In fact, the removal of Turnbull Roberts benefited the system financially. “The child protection industry continues to make money off the backs of local lives,” she writes, “our bodies are the salary, property and income data of all those who have a stake in the industry”. She also talks about a few of her foster carers taking children in for payments.

At the identical time, the system unfairly judges people like his parents. First Nations culture, mental health issues and struggles with poverty are all considered “failures” that families needs to be punished for.

Turnbull-Roberts highlights our society's thirst for punitive measures when anyone we deem “less than” struggles. His book is a chilling reality on our skewed view of “justice” and “support”.

Love, autonomy, connection, community

Turnbull-Roberts' memoir educates readers about Indigenous culture and appreciates its value structure: love, independence, connection and, above all, community. Where we support a mother struggling to purchase diapers, not steal her baby.

These scenes of First Nations love and community are amongst probably the most poignant of memory. They make the kidnapping of Turnbull Roberts much more painful to examine, to grasp what was stolen from him.
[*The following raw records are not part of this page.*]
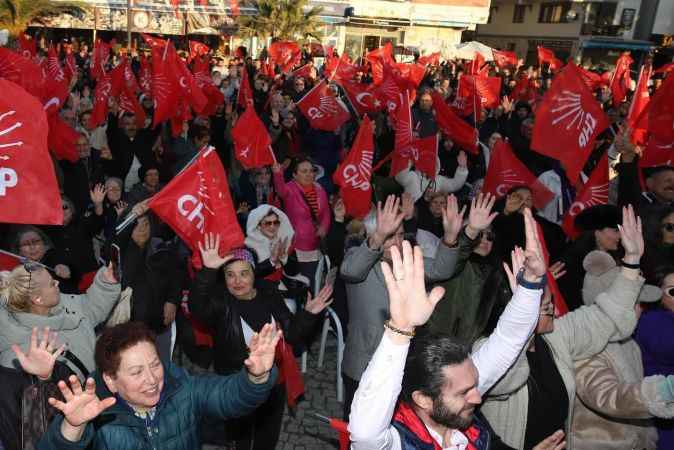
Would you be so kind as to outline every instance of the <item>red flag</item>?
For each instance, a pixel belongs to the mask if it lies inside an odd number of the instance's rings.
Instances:
[[[358,69],[349,62],[349,55],[342,53],[339,58],[328,57],[325,62],[325,73],[335,81],[352,81]]]
[[[555,52],[545,47],[538,46],[538,64],[549,64],[550,70],[559,70],[562,68],[562,61],[555,57]]]
[[[112,77],[109,73],[103,72],[96,82],[94,89],[94,109],[91,110],[89,117],[89,127],[96,128],[106,121],[108,117],[108,99],[112,92]]]
[[[241,71],[241,85],[236,95],[236,104],[241,108],[248,108],[248,105],[253,104],[253,89],[250,87],[250,78],[245,66]]]
[[[477,130],[454,114],[454,111],[445,103],[439,92],[433,91],[431,96],[433,97],[433,108],[435,108],[435,120],[438,123],[438,127],[454,143],[464,150],[477,155]]]
[[[193,67],[194,79],[197,86],[203,91],[206,98],[208,98],[208,105],[202,111],[205,116],[212,116],[218,109],[218,106],[225,103],[225,95],[220,92],[210,74],[210,66],[206,58],[197,58],[194,61]]]
[[[297,367],[293,349],[285,339],[281,339],[276,344],[274,360],[279,370],[276,384],[285,384],[288,406],[294,408],[297,405],[297,400],[304,395],[304,379],[299,367]]]
[[[648,132],[660,145],[674,143],[674,75],[665,78],[648,107]]]
[[[56,81],[65,81],[66,79],[66,74],[63,72],[61,62],[53,45],[50,45],[47,51],[47,75]]]
[[[392,117],[395,117],[394,113],[403,101],[402,91],[400,85],[396,82],[393,68],[389,64],[386,64],[383,68],[382,82],[374,87],[374,95]],[[409,93],[409,91],[407,92]]]
[[[374,159],[374,124],[365,116],[351,150],[332,176],[340,186],[346,213],[362,219],[370,212],[372,198],[372,161]]]
[[[538,222],[536,222],[536,229],[538,231],[538,237],[541,240],[543,259],[545,260],[545,265],[548,266],[550,265],[550,252],[548,251],[548,245],[545,243],[543,228],[541,228],[541,224]],[[561,317],[569,312],[569,307],[566,305],[566,300],[564,300],[564,296],[562,296],[562,292],[559,290],[557,280],[555,280],[555,277],[552,276],[552,272],[547,270],[545,272],[545,278],[548,281],[550,294],[552,294],[552,303],[555,306],[555,317]]]
[[[204,55],[208,55],[208,52],[211,49],[208,48],[208,45],[204,44],[203,42],[199,41],[192,41],[190,40],[190,61],[192,61],[195,58],[199,58]]]
[[[241,13],[239,0],[229,0],[229,10],[232,13],[232,17],[237,17]]]
[[[198,243],[206,233],[220,235],[221,256],[243,245],[227,174],[213,147],[202,150],[194,163],[152,197],[149,206],[192,250],[196,268],[201,268]]]
[[[43,106],[8,80],[0,79],[0,92],[0,222],[60,225],[61,194]]]
[[[517,67],[517,53],[505,50],[492,50],[494,62],[501,69],[507,67]]]
[[[669,73],[674,70],[674,62],[658,67],[653,73]]]
[[[632,84],[630,66],[634,61],[628,52],[623,53],[615,64],[615,71],[611,77],[609,88],[613,99],[613,106],[618,107],[627,96],[627,91]]]
[[[351,118],[347,107],[328,89],[325,80],[302,97],[297,107],[309,119],[311,127],[318,130],[335,131]]]
[[[80,159],[80,154],[77,151],[76,144],[80,134],[65,123],[58,114],[48,115],[47,121],[49,123],[47,136],[49,150],[54,153],[56,159],[77,162]]]
[[[564,214],[562,229],[569,238],[575,239],[580,233],[574,225],[574,220],[581,211],[590,206],[608,204],[608,183],[608,152],[606,152],[576,195],[571,207]]]
[[[68,80],[72,80],[72,78],[77,74],[77,63],[75,62],[75,55],[73,55],[73,52],[70,49],[68,49],[66,53],[66,61],[63,67],[63,71],[65,72]]]
[[[105,74],[105,65],[110,59],[110,44],[96,39],[94,52],[91,59],[91,78],[98,80]]]
[[[501,77],[462,75],[456,95],[468,99],[468,103],[473,102],[473,97],[476,97],[476,106],[496,108],[501,100]]]
[[[37,55],[37,41],[24,33],[19,35],[19,50],[21,56],[33,59]]]
[[[277,41],[269,46],[269,59],[272,64],[281,66],[281,72],[288,73],[300,63],[302,49],[294,41]]]
[[[604,79],[597,72],[585,70],[582,67],[578,66],[578,73],[585,82],[585,85],[587,85],[587,88],[590,89],[591,91],[594,91],[595,89],[600,88],[602,84],[605,84]]]
[[[236,159],[244,169],[274,164],[274,154],[271,149],[271,137],[260,118],[255,114],[253,105],[248,105],[246,111],[236,121],[232,128],[232,140]]]
[[[290,73],[289,78],[297,78],[297,77],[302,77],[302,78],[315,78],[312,74],[312,69],[314,68],[313,64],[305,64],[299,69],[293,71]]]
[[[395,148],[391,161],[390,176],[407,169],[412,162],[414,167],[430,179],[436,175],[436,157],[438,150],[437,135],[416,139],[412,134],[412,113],[409,94],[403,95],[396,120]]]
[[[630,110],[627,114],[626,122],[631,131],[630,139],[634,144],[643,145],[646,143],[648,114],[644,114],[644,111],[650,101],[650,96],[648,95],[648,80],[651,78],[652,71],[653,68],[650,64],[641,66],[637,89],[634,92]]]
[[[136,126],[145,128],[145,120],[147,119],[145,110],[140,105],[136,95],[128,87],[125,87],[119,95],[119,110],[120,112],[133,114]]]
[[[11,271],[16,266],[21,264],[21,258],[10,254],[9,252],[0,250],[0,271]]]
[[[24,88],[29,94],[42,97],[46,73],[30,59],[0,47],[0,77]]]
[[[152,65],[144,55],[140,56],[138,85],[143,95],[152,96]]]
[[[587,88],[578,68],[569,63],[561,70],[536,109],[531,148],[562,163],[575,183],[594,149],[594,140],[609,122]]]
[[[510,93],[510,98],[514,101],[524,101],[531,103],[536,100],[536,82],[530,79],[526,73],[520,75],[515,88]]]
[[[419,83],[426,75],[426,67],[422,64],[396,63],[395,67],[398,69],[400,78],[410,84],[412,89],[419,87]]]
[[[192,72],[187,68],[185,61],[178,58],[175,49],[173,49],[172,46],[170,47],[173,56],[169,58],[169,61],[173,64],[173,73],[180,86],[180,92],[182,93],[183,98],[185,98],[190,106],[192,106],[194,112],[201,114],[208,105],[208,99],[197,85],[194,75],[192,75]],[[171,50],[169,50],[169,52],[171,52]]]
[[[339,435],[339,450],[349,450],[351,442],[349,424],[339,419],[330,419],[330,427]]]
[[[149,34],[141,33],[140,34],[143,37],[143,40],[145,40],[145,43],[151,48],[160,48],[163,49],[166,46],[166,40],[165,39],[160,39],[154,36],[150,36]]]
[[[152,48],[152,98],[155,101],[152,126],[170,119],[178,112],[180,85],[171,61],[175,49],[171,41],[164,48]]]
[[[381,110],[381,102],[374,96],[371,84],[342,81],[340,86],[359,116]]]
[[[517,159],[510,144],[499,140],[494,145],[489,160],[482,192],[488,192],[500,198],[515,186],[528,186],[531,189],[534,206],[538,209],[544,208],[555,196]]]
[[[440,64],[440,52],[431,53],[430,55],[420,56],[417,60],[419,64],[424,66],[437,66]]]
[[[384,65],[395,63],[393,59],[393,44],[387,42],[383,47],[379,47],[368,52],[365,59],[369,61],[372,68],[372,80],[374,84],[379,84],[384,79]]]
[[[674,142],[660,142],[656,136],[651,136],[639,158],[639,167],[672,166],[673,163]]]
[[[485,60],[482,53],[475,52],[475,56],[468,66],[468,75],[483,75],[482,66],[484,66],[484,64]]]

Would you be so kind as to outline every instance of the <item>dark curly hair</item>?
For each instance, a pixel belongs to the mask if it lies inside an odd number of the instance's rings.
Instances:
[[[101,373],[115,376],[122,362],[122,352],[140,342],[155,345],[156,335],[142,322],[127,322],[105,328],[96,341],[94,359]]]

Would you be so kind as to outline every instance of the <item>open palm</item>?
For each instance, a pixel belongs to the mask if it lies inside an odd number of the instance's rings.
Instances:
[[[12,350],[21,364],[24,372],[35,375],[42,379],[51,376],[54,370],[56,359],[61,356],[65,350],[65,344],[56,347],[56,333],[50,333],[49,327],[45,327],[42,335],[42,341],[38,342],[37,328],[33,328],[30,335],[30,346],[24,353],[18,345],[12,345]]]
[[[204,237],[204,243],[202,245],[199,242],[199,251],[201,252],[201,261],[204,264],[204,267],[209,269],[218,269],[222,267],[227,261],[229,261],[231,256],[220,256],[220,235],[213,235],[213,233],[207,233]]]
[[[274,325],[268,323],[259,333],[253,335],[248,346],[248,358],[243,362],[253,376],[259,377],[269,372],[274,365],[276,345],[283,336],[283,331],[275,330]]]
[[[71,375],[68,381],[70,387],[64,381],[58,383],[65,402],[50,397],[49,404],[61,411],[66,421],[73,427],[79,427],[90,422],[115,404],[115,397],[108,397],[103,400],[98,398],[96,382],[93,378],[87,379],[84,390],[76,376]]]

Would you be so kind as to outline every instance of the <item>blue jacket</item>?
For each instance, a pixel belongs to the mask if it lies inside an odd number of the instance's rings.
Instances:
[[[164,389],[153,421],[146,423],[118,398],[117,403],[87,425],[79,442],[63,438],[63,417],[59,416],[39,442],[38,450],[199,449],[199,424],[203,416],[228,419],[250,414],[267,399],[276,381],[276,368],[269,380],[259,385],[251,383],[243,369],[225,377],[195,377],[170,365],[164,373]],[[113,395],[100,375],[94,378],[99,398]]]

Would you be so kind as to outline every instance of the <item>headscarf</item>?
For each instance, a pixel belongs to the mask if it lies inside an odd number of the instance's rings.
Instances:
[[[274,213],[281,222],[281,226],[278,229],[278,233],[275,239],[269,239],[267,236],[262,234],[262,231],[258,228],[262,219],[267,217],[269,214]],[[292,225],[288,216],[285,215],[283,211],[272,205],[260,205],[248,214],[248,221],[246,222],[246,247],[255,250],[257,254],[258,261],[264,261],[269,259],[271,256],[271,250],[281,239],[288,239],[288,246],[292,243],[293,236],[295,236],[295,231],[293,230]],[[287,248],[286,248],[287,250]],[[281,262],[285,264],[288,261],[288,255],[282,258]]]

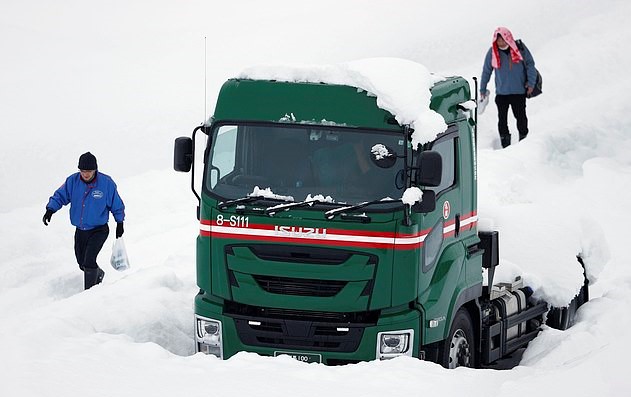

In this raw and powerful book, Turnbull-Roberts bares her soul. She lets us feel the pain of that loss, the memories she never got to share along with her parents. This is barely exacerbated by each his parents dying at a young age and being traumatized by the system.

Turnbull-Roberts unpacks this racist, punitive system with its opposite: love. It might sound clichéd, but within the hands of such a strong author, it's not. This isn't just a few vague, feel-good idea: She understands how love, support and healing can create a system where, as a substitute of punishing, local parents and kids once they fall on hard times, They are supported.

Community-led programs and culturally responsive solutions will replace the caseworkers who’ve long pathologized First Nations culture and family structure.

Imagine one other way.

Throughout the book, Turnbull Roberts addresses the reader directly. She asks us to assume.

Imagine a baby stolen from his father's house. Imagine our young people: frustrated, scared, indignant, traumatized by the patriarchal, penal system. Imagine the phobia of surprise: Will my child be stolen from me today? she whispers time and again.

But she doesn't just ask us to assume trauma. She also asks us to assume what may need happened if “protection” services had worked with area people values ​​in mind. To imagine how much he should have helped his father and mother of their personal struggles. How his family structure and identity would never have been broken, leaving everyone in an almost indescribable shock. Where he didn’t heal from these layers of trauma brought on by the system.

She leaves us with a final “idea”: “Imagine if we offered a little more of our love and morality instead of punishment. Imagine.”

As a girl with mental health issues, as someone who has needed to live with my relatives, this shouldn’t be something I should just imagine: it needs to be something I do. I’m It needs to be something we do.